Wisdom flows from the state, not individuals: essentially, all judgments should be collective, not personal. It’s the so called Wisdom of Crowds at work here (well, when I say “crowd”, I obviously mean “political class” - you can’t trust us ordinary folk further than you can spit us!).  In the world of social engineering - which is where we all live these days -  belief and fact are the same thing: after all, if you’re a social engineer, our state schools are turning out brighter pupils, crime is falling, and the economy isn’t really jammed down the crapper.

The world should be seen afresh every morning: as we brush our teeth, we should, mentally, be brushing our minds free of the detritus of what experience has “taught” us. If a firm of decorators did a great job for us last time – and they happened to be Polish – how mad it would be to automatically opt for Polish decorators the next time you need something done. If you’ve always had a good experience owning German cars, how utterly foolish it would be to use that as a pretext for buying another BMW or Volkswagen. If the last time you attempted to pat a Rottweiler, it bit off your right hand, what would make you wary of using your left hand to pat the next one you meet (even if it’s called “Slasher”? And if you’ve always had particularly good experiences working with people who graduated from a particular university, or were members of a particular racial group, or hailed from a certain country, or were followers of a certain religion, how ludicrous, how narrow, how grotesquely unfair it would be to show any sort of natural preference for others of their ilk when it comes to hiring someone. 

It would be as deranged as targeting young Muslim males at airport security checkpoints just because “experience” has shown that young Muslim males show a greater propensity than, say, old female Baptists for using planes to commit terrorist outrages. 

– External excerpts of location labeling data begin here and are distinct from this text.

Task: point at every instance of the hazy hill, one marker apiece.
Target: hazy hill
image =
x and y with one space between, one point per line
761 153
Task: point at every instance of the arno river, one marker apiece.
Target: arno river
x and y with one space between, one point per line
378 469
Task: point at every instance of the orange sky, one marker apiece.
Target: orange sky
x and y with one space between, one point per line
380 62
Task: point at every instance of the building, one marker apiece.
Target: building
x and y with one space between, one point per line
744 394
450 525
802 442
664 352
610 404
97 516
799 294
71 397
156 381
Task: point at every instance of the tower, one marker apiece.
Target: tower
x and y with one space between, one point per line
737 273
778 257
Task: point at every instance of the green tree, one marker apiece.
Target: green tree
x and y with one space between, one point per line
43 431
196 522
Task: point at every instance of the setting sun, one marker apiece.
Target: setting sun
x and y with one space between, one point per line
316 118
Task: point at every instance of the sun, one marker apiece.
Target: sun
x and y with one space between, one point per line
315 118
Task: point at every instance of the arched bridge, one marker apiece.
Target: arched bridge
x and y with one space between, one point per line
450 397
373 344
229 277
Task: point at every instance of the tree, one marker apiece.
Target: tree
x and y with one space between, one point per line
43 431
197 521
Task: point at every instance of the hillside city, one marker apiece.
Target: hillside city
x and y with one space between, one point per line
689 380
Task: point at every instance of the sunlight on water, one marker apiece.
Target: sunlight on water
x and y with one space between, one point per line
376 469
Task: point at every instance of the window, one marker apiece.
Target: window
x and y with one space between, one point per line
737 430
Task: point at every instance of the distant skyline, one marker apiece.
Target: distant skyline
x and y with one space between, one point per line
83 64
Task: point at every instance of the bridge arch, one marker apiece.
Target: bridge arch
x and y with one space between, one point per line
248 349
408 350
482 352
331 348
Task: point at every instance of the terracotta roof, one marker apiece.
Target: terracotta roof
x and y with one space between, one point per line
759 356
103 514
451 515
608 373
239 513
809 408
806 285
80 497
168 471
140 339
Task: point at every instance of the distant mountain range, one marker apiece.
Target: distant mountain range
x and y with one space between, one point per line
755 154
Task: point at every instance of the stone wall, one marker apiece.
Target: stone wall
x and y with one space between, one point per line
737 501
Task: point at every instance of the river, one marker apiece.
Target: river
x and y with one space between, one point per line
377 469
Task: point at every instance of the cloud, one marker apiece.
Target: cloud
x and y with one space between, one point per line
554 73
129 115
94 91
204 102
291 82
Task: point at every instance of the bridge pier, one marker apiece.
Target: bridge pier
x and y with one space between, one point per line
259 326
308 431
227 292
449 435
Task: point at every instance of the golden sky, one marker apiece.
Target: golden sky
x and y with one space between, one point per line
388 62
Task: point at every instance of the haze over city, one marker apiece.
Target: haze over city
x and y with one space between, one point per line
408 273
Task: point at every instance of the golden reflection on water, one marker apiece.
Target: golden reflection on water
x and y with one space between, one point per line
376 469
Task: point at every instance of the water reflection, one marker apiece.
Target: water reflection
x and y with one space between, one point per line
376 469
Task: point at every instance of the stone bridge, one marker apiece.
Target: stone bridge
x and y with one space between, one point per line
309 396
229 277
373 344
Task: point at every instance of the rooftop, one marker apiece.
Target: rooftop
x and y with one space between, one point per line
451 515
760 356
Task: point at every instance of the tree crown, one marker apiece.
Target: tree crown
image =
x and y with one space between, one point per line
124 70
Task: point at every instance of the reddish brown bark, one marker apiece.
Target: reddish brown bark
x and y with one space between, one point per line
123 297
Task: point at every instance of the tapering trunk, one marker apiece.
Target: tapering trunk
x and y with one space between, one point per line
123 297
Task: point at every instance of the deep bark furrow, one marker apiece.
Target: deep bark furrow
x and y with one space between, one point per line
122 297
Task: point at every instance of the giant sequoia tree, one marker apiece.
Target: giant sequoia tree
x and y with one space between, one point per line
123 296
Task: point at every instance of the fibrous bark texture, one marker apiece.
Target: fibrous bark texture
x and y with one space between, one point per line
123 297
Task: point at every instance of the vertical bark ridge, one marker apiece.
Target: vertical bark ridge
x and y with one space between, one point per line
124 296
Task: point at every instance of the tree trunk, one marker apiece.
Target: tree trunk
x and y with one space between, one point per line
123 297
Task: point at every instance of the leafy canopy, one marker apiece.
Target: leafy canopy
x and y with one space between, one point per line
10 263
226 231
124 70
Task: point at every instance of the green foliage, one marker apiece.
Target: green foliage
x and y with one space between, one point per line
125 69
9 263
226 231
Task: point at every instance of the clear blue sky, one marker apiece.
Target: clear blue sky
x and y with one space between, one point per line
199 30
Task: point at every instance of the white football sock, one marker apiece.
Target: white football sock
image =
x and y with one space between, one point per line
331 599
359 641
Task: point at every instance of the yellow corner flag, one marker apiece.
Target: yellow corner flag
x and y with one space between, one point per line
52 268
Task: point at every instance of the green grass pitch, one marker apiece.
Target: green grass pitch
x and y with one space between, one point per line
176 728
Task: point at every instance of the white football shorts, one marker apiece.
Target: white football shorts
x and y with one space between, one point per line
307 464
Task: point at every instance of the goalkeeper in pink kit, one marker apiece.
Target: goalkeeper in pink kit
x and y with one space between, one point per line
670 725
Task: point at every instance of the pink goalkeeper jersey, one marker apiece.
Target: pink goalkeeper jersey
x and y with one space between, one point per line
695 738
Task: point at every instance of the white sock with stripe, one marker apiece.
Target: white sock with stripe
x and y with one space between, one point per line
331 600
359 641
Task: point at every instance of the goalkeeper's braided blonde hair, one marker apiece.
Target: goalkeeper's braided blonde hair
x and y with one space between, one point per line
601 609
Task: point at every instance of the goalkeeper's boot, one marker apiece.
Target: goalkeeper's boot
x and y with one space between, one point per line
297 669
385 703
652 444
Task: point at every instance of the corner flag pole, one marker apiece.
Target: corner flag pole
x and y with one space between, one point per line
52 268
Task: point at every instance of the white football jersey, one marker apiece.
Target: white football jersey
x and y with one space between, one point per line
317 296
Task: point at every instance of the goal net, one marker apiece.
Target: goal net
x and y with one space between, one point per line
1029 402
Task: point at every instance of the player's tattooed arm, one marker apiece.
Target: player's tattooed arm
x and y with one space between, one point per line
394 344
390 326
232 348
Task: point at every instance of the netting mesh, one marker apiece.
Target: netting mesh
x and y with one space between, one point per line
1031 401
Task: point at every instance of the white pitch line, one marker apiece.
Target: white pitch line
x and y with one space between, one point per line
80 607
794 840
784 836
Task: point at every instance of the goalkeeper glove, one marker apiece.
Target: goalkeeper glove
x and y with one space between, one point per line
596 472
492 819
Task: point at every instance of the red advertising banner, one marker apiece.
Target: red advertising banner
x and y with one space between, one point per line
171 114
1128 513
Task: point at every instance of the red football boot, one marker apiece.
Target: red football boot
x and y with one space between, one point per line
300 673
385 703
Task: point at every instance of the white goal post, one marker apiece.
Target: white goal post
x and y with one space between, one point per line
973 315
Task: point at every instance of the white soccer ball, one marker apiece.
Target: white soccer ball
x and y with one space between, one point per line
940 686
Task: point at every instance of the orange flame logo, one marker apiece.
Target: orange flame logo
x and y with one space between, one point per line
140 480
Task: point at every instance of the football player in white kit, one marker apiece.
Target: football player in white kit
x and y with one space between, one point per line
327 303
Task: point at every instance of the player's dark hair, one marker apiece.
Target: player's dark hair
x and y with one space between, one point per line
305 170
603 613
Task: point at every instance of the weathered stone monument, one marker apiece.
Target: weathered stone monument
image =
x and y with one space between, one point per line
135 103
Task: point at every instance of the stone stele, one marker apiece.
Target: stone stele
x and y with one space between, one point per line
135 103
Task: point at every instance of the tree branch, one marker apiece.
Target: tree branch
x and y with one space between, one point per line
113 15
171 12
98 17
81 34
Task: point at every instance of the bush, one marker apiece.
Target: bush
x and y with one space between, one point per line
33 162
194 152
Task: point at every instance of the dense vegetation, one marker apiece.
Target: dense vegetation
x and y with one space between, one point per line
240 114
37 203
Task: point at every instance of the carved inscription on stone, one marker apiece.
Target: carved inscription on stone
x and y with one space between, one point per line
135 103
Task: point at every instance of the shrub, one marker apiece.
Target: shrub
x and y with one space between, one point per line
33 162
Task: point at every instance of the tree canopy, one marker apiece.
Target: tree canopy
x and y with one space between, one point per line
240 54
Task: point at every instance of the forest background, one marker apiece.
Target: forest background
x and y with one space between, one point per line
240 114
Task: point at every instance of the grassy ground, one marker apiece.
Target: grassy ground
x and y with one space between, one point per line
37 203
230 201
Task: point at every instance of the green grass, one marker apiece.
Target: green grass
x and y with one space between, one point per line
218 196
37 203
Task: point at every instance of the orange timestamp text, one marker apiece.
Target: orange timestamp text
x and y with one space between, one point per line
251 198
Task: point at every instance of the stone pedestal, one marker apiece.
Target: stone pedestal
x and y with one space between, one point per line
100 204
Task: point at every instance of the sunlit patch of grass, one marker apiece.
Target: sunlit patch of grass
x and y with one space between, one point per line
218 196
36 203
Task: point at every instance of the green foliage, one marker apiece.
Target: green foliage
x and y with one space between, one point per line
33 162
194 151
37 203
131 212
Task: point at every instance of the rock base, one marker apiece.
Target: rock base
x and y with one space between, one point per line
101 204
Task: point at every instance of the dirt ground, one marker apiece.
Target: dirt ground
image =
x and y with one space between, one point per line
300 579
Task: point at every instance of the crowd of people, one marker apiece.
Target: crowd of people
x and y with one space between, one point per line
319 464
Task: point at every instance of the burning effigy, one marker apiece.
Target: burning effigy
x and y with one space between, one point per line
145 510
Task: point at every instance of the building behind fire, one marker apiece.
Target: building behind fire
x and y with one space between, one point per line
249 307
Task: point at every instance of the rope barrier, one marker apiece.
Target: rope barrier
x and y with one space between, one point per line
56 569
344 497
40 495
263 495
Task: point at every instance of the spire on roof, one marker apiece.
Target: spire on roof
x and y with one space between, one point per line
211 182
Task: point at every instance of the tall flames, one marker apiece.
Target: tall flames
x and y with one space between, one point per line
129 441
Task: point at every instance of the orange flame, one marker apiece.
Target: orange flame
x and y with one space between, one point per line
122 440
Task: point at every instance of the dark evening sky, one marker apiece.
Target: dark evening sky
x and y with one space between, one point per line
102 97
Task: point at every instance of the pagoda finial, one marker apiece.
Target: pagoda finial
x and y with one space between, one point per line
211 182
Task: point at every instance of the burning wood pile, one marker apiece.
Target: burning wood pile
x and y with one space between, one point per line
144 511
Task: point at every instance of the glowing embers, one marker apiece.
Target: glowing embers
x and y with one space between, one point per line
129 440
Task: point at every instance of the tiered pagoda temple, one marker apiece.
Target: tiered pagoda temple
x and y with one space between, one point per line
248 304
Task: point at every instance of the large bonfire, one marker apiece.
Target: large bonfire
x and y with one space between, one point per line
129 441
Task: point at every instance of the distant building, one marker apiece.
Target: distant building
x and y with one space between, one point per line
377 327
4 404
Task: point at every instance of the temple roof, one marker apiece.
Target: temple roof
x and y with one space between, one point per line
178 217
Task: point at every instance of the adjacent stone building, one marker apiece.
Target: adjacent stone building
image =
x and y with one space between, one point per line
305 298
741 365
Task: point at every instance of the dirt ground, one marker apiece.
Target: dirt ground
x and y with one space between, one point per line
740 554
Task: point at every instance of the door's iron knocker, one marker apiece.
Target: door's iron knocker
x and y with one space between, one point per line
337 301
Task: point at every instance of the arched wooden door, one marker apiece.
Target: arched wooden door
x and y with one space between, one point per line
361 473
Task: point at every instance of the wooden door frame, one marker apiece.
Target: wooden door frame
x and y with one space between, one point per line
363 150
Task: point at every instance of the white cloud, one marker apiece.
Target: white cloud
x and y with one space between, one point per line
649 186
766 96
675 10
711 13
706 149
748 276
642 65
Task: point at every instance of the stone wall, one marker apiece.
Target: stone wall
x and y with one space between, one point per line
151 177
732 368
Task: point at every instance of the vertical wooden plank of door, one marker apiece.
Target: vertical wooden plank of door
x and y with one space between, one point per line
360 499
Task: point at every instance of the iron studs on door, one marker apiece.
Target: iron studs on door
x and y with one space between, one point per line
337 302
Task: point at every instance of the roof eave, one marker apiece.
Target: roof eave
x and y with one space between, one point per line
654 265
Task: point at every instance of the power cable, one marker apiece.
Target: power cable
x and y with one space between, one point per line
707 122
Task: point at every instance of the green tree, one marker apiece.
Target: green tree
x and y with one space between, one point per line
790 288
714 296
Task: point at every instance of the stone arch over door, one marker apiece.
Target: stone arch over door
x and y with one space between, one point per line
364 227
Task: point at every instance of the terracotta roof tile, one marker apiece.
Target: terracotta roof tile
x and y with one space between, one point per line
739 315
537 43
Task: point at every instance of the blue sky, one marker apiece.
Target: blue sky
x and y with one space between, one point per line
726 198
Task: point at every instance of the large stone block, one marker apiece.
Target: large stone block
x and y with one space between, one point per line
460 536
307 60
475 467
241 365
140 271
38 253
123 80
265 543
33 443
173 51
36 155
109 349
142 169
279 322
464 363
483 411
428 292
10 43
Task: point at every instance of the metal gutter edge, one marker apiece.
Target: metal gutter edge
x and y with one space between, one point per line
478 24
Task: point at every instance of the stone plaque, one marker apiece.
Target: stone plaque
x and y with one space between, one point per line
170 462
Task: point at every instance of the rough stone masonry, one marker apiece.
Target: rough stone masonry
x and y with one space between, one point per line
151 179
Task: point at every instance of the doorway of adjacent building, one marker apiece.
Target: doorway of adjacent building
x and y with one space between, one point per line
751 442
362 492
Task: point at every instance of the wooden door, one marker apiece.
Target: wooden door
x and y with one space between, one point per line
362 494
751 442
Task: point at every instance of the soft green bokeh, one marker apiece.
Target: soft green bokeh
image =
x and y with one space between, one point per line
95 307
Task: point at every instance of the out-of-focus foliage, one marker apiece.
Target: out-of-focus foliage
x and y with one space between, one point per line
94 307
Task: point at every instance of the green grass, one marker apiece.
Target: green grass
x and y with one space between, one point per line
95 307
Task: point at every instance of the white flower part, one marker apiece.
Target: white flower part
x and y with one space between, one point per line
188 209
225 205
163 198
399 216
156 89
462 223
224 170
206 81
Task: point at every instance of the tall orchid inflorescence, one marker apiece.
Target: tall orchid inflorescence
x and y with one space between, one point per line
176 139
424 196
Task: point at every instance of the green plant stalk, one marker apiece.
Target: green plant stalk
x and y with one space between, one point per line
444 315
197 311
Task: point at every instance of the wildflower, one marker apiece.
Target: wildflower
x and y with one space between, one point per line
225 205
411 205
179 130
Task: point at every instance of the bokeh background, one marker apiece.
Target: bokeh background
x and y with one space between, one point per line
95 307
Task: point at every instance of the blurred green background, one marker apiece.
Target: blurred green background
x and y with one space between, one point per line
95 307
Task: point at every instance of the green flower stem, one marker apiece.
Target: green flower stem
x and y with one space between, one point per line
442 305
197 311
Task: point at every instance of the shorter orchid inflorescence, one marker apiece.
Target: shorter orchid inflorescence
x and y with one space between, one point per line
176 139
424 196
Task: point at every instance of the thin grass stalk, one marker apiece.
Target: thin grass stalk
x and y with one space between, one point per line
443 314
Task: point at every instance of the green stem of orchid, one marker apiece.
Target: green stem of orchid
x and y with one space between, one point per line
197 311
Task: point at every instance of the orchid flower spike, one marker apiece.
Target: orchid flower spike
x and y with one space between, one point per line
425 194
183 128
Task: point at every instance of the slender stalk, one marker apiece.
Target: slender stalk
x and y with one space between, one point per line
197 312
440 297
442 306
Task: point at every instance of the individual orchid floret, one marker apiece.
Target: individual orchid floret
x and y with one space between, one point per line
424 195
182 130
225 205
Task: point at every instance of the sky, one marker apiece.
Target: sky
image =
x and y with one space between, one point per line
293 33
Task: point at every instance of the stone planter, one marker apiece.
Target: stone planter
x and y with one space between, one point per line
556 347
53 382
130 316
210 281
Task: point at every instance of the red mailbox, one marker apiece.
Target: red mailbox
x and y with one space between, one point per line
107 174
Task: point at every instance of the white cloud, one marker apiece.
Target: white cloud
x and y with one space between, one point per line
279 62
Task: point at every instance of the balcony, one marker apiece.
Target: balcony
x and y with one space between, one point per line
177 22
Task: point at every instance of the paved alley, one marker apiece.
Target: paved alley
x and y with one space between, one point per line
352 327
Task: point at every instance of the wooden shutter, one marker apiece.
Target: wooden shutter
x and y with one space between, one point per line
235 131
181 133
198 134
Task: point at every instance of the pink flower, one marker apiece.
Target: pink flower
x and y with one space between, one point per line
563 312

A few years ago, after the 7/7 London bombings, and after some self-appointed, self-important “community leader” claiming to represent British Muslims had accused security forces of using the attacks as an excuse to “target” young Muslims, I asked a young Muslim of my acquaintance whether he was upset by this tendency to pick on his co-religionists. He said he positively welcomed it: “I have a wife and child, and I don’t want them to be killed. And I don’t want to die, either. So go ahead, concentrate on those who are most likely to kill us!”

What a racist!

Whenever someone obviously innocent is accused of racism, it reminds me of the most embarrassing mistake to ever happen on my watch during my TV News days (and I was responsible for my share). One night, I was the producer in charge of graphics, which meant I was supposed to make sure that no embarrassing mistakes went out on air.  I’ve worked with some great designers, but a few of them - well, all, actually - tend not to see it as their job to check for sense: if it looks nice on the page, that’s their job done.  On this particularly busy night, an Australia-Pakistan test match score graphic went out with England inadvertently substituted for Pakistan. My fault. (For some odd reason, cricket is a minefield: a colleague once caused the public to be informed that England had lost an ODI against Australia, when it was in fact the other way round - his career stalled, to put it mildly.) 

The first telephone complaint about my mistake was received from a Pakistani gentleman living in London. He accused the BBC of doing it deliberately, because we were all - yes, you guessed it - racists!  Several similar complaints followed. 

Now, at last, I can reveal the truth: we planned it for weeks, me and John Birt and the Head of News and the whole of the BBC Board. Experience would suggest that the BBC is a left-of-centre organisation blindly devoted to egalitarianism in all its forms - but my revelation just goes to show you should never trust experience!